PERRY COUNTY, Ind (WEHT)– A study done by IUPUI’s Center for Health and Justice Research found jails across Indiana, and the country, saw a one-third decrease in jail population when the pandemic first started, but most jails have started housing more inmates since then. The Perry County Detention Center was one of the 19 Indiana County jails included in IUPUI’s study. The jail’s inmate population dropped by about 30% during the first COVID-19 spike back in April. Now their inmate count is about 23% lower than right before the pandemic.
“Prior to the pandemic, things were smoother and we had more flexibility in making room,” Perry County Jail Commander David Faulkenberg explained. Law enforcement officials worked with the courts to decrease its jail population nearly 23% since last February, just before the start of the pandemic. “The ones [inmates] that are staying here are persons based on the crime and ability for them to actually return and make their court dates.”
Perry County Jail Commander David Faulkenberg says he believes moving forward, the criminal justice system will continue trying to keep jail populations low by keeping low risk offenders out of jails.
“Some of the lessons learned about how to are try to look at the possibility of alternative release issues,” said Faulkenberg.
The Perry County Detention Center is keeping its inmates spread out starting with quarantining new inmates for at least 10 days.
“Right now we have one full pod that was originally built for 12 people and we’ve got six in there that we are concerned about the time element of COVID,” explain Faulkenberg. Inmates could stay isolated longer if they’ve been a close contact or develop COVID-19 symptoms.

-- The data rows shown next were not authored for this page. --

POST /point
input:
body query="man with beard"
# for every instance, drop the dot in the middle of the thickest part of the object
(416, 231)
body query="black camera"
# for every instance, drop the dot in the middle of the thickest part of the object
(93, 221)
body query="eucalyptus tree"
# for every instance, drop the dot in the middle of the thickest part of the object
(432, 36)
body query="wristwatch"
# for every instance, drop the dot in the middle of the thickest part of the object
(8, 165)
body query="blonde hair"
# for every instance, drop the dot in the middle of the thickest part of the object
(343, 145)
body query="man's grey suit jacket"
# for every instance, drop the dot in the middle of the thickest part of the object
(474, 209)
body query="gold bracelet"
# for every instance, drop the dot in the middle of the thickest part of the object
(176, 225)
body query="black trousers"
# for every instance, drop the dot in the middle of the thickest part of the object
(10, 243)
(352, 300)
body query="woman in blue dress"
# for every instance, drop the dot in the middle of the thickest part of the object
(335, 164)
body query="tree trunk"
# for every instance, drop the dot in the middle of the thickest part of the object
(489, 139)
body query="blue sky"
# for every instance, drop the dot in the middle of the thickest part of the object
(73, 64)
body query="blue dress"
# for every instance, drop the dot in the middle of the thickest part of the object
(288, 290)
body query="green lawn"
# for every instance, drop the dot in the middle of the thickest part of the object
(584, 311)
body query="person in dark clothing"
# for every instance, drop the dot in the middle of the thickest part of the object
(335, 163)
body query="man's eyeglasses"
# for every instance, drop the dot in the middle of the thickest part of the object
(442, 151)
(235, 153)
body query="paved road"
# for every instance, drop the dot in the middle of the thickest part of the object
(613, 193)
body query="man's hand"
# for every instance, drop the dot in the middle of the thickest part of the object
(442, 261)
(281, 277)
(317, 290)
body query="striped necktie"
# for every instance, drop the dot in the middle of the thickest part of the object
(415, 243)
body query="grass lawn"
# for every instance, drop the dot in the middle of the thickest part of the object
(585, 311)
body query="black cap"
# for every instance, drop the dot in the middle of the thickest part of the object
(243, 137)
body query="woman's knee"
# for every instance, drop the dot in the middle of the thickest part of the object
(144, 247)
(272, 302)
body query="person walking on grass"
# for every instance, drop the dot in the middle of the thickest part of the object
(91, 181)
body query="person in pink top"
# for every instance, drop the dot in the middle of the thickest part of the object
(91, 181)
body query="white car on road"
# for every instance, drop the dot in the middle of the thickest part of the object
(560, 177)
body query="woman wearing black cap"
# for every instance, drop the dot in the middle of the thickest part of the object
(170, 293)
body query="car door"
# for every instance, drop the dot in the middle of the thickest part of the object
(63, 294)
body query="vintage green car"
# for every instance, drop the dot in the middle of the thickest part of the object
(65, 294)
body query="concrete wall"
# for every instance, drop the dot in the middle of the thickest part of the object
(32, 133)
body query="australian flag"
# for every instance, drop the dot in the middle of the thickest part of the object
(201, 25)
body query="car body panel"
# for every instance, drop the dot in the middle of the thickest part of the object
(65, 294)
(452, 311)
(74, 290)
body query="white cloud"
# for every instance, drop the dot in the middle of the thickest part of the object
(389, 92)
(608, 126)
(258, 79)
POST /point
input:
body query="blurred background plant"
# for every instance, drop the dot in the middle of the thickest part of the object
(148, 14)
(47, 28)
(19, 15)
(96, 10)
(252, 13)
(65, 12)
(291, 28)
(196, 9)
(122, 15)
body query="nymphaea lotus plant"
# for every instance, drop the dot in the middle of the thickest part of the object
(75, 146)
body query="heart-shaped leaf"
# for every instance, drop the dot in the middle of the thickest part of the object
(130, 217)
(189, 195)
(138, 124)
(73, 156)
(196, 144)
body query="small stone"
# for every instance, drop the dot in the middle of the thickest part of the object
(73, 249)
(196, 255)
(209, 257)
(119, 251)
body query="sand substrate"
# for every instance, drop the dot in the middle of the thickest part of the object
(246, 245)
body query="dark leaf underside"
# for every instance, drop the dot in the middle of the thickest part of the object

Faulkenberg says air-ionization systems have been installed into the jails vents to kill germs before potentially circulating through the building.
“The air filtering system now was a major upgrade from when we first built it. Nobody expected that type of problem,” said Faulkenberg.
Jail staff members have been stockpiling cleaning supplies since they wipe now wipe down doorknobs and other surfaced every 30 minutes.
“The officers, the correctional staff, even our trustees that we utilize to do some work for us, we’ve had cleaning routines,” said Faulkenberg. He predicts these cleaning habits and use of personal protective equipment will continue even after the pandemic ends.